Nous entendons bien ces paroles, mais quand nous regardons le monde qui nous entoure, nous sommes bien obligés de nous rendre compte que les choses ne se passent pas comme cela : les prédateurs existent toujours, les guerres et les dictatures n’en finissent pas. L’homme est un loup pour l’homme. Les profiteurs, les exploiteurs, ceux qui commettent l’injustice sont toujours là.

Jean-Baptiste, dans l’Evangile de ce jour, prêche la conversion. Ses mots sont terribles : « Engeance de vipères ! Qui vous a appris à fuir la colère qui vient ? » et encore : « Produisez donc un fruit digne de la conversion. Déjà la cognée se trouve à la racine des arbres : tout arbre qui ne produit pas de bons fruits va être coupé et jeté au feu. »

Comme croyants, nous avons souvent l’impression que notre espérance est déçue. Comment comprendre que les promesses de Dieu ne se réalisent pas ? Comment comprendre que Dieu ne reprenne pas les choses en main en remettant à leur place ceux qui font le mal, en exerçant sur eux la colère, comme dit le texte ?

Je n’ai pas de réponse à ces questions, mais seulement des pistes de réflexion que je vous propose.

La première est que nous sommes tous invités à la conversion, individuellement et collectivement. Nous participons tous au mal, d’une façon ou d’une autre. La paix doit commencer à naître en chacun de nous.

Ensuite, disons-nous que, quand le Christ reviendra, il établira son règne de justice et de paix. C’est en effet ce que nous laissent entrevoir les textes. Mais cette réponse n’est pas vraiment satisfaisante : les chrétiens ont souvent été taxés de prêcher la résignation. « Nous souffrons aujourd’hui, mais Dieu nous promet l’éternité bienheureuse ». Cela permet de faire taire la contestation de l’injustice et de l’exploitation. C’est un pain béni, si j’ose dire, pour les dictateurs de tout poil.

Cette réflexion ne suffit pas. Une autre piste : si nous regardons bien notre monde d’aujourd’hui, certes, il se passe des choses terribles et inacceptables, mais il y a aussi de très belles choses. Ce qui ne va pas fait beaucoup de bruit, cela occupe beaucoup de place dans les journaux, et cela nous empêche de voir le bien. Comme le dit un proverbe africain : « L’arbre qui tombe fait plus de bruit que la forêt qui pousse. » Qu’on pense à toutes les initiatives pour plus de paix et de justice, à la solidarité quand surviennent des catastrophes naturelles, à la recherche dans le domaine de la santé, à l’enseignement et à l’éducation, à l’art, aux risques que prennent les journalistes pour informer, aux mandats des hommes politiques et de ceux qui sont chargés de rendre la justice avec conscience, etc.

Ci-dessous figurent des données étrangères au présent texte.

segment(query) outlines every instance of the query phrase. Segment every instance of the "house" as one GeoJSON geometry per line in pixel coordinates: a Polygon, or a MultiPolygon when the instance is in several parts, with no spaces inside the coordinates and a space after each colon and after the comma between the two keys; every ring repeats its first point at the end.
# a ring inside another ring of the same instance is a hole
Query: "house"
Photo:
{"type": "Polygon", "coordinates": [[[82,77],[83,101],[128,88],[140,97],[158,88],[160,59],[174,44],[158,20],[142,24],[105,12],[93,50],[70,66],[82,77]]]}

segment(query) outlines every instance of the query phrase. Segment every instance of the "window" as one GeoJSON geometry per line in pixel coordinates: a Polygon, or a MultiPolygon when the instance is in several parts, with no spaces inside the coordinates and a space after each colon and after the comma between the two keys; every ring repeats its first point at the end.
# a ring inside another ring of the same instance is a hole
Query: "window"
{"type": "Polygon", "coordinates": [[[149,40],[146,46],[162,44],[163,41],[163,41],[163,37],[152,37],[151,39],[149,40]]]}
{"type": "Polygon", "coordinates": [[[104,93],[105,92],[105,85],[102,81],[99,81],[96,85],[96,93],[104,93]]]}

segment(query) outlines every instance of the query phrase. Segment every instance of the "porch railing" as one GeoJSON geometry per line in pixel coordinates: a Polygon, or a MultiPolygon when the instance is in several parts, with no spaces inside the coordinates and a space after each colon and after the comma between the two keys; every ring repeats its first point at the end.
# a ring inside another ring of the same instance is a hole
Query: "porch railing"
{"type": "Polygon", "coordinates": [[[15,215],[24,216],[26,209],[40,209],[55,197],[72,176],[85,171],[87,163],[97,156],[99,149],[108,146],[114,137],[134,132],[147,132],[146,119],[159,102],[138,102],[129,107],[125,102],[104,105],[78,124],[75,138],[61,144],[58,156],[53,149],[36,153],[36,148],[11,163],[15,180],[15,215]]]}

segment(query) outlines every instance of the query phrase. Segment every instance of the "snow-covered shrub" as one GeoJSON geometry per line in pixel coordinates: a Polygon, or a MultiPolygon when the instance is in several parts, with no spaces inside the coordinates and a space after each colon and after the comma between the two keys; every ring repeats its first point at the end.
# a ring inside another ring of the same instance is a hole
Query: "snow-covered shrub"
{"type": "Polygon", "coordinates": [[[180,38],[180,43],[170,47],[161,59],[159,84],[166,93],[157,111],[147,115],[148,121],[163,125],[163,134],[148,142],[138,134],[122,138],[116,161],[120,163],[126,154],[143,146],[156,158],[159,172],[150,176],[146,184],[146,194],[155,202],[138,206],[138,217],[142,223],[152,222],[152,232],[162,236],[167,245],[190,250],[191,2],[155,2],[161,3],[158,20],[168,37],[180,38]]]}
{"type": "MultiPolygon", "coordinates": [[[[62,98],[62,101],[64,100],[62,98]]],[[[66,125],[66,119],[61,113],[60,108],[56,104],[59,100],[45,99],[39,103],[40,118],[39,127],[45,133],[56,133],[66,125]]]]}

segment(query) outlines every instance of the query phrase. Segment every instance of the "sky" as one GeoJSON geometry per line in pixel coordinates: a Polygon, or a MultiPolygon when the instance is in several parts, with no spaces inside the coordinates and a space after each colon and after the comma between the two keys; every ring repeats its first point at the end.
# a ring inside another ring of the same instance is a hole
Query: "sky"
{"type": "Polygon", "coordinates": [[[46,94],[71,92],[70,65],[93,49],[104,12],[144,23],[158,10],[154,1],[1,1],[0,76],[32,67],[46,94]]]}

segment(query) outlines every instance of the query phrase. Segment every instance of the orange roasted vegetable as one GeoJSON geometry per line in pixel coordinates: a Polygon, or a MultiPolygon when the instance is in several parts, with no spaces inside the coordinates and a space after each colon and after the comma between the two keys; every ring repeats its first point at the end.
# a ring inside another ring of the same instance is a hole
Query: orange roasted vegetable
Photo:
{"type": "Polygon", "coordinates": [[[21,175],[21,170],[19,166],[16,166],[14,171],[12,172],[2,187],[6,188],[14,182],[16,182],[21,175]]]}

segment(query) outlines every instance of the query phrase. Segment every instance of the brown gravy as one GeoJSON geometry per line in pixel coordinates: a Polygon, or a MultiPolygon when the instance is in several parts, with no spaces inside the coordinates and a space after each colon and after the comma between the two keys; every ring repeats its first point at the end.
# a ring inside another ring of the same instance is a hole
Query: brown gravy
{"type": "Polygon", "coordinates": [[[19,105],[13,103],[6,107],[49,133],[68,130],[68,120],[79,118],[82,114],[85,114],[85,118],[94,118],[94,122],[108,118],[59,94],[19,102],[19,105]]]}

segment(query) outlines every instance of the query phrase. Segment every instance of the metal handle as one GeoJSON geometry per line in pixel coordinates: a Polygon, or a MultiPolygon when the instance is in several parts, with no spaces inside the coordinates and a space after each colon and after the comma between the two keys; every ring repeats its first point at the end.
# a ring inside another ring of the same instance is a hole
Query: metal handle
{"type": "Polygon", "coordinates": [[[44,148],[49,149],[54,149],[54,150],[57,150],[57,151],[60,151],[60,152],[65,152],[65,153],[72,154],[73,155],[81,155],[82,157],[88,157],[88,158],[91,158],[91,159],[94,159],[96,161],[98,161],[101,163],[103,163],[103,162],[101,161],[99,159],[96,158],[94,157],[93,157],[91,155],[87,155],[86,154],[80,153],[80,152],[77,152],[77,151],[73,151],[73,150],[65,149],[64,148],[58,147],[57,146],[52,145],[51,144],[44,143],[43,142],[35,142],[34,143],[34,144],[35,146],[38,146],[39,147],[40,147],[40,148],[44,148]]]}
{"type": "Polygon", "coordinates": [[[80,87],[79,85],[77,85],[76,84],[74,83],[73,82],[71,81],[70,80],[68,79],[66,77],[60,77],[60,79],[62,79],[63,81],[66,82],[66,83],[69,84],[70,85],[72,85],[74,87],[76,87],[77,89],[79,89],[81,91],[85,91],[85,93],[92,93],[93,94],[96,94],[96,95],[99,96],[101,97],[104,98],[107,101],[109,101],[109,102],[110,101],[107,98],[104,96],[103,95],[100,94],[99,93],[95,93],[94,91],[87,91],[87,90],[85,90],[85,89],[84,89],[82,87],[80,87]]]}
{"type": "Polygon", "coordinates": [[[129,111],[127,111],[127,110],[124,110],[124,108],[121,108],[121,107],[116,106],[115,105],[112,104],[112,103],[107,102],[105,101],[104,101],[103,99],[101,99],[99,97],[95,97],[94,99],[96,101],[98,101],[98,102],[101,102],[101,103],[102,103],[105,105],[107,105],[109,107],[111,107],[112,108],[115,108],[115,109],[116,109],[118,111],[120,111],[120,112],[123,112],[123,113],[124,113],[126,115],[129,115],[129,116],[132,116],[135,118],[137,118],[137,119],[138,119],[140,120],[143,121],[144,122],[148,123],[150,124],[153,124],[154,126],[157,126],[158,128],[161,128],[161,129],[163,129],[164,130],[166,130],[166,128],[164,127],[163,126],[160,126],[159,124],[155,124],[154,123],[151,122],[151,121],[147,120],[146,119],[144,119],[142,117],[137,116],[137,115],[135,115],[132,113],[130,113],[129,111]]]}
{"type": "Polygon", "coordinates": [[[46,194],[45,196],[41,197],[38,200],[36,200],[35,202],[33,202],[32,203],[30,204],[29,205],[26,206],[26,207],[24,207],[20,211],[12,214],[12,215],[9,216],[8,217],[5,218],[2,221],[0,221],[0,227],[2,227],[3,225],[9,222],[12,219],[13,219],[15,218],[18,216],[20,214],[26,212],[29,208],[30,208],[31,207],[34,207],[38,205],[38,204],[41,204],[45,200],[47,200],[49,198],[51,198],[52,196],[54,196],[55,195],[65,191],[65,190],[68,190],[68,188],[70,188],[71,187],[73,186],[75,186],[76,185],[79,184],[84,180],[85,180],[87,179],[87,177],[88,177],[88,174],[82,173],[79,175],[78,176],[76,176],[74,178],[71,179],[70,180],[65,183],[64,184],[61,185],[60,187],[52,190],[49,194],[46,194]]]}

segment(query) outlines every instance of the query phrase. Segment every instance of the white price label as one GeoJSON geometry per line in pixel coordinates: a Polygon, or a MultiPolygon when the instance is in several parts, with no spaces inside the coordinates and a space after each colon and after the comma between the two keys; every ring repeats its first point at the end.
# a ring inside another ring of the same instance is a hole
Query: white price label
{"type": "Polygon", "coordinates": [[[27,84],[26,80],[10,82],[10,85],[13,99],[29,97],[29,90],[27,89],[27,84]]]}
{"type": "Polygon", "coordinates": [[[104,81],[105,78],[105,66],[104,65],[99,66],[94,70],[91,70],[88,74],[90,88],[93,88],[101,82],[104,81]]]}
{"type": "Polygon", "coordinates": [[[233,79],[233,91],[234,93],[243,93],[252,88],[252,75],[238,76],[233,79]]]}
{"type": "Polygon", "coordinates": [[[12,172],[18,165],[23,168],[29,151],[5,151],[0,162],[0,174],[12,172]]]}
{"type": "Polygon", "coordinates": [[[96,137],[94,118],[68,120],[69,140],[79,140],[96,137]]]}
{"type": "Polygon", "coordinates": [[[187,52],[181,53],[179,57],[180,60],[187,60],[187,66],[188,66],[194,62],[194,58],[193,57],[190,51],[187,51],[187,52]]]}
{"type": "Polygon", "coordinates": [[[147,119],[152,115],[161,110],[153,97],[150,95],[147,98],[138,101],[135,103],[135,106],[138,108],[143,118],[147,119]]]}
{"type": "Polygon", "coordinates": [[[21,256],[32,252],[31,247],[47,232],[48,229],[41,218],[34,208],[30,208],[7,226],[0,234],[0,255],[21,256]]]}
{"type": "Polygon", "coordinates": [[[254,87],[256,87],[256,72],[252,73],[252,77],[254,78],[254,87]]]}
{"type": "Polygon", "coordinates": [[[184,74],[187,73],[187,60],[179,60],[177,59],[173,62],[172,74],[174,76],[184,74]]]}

Enfin, nous voyons que, tout au long de l’Evangile, Jésus manifeste progressivement qu’il est lui-même l’aboutissement de la promesse de Dieu. Il le dit dans l’Evangile de Luc : « La venue du règne de Dieu n’est pas observable. On ne dira pas : “Voilà, il est ici !” ou bien : “Il est là !” En effet, voici que le règne de Dieu est au milieu de vous. » Jésus nous laisse désirer et découvrir le règne de Dieu.

Ancré dans l’instant, le Royaume nous ouvre à un horizon qui dépasse nos forces : ce n’est pas le triomphe d’une révolution humaine, mais la visite d’un Dieu qui nous entraîne à ses côtés. En nous unissant à son projet, nos gestes ordinaires deviennent des pierres posées pour une création retrouvée —  chaque fragilité acceptée se fond en fondation de la Cité céleste.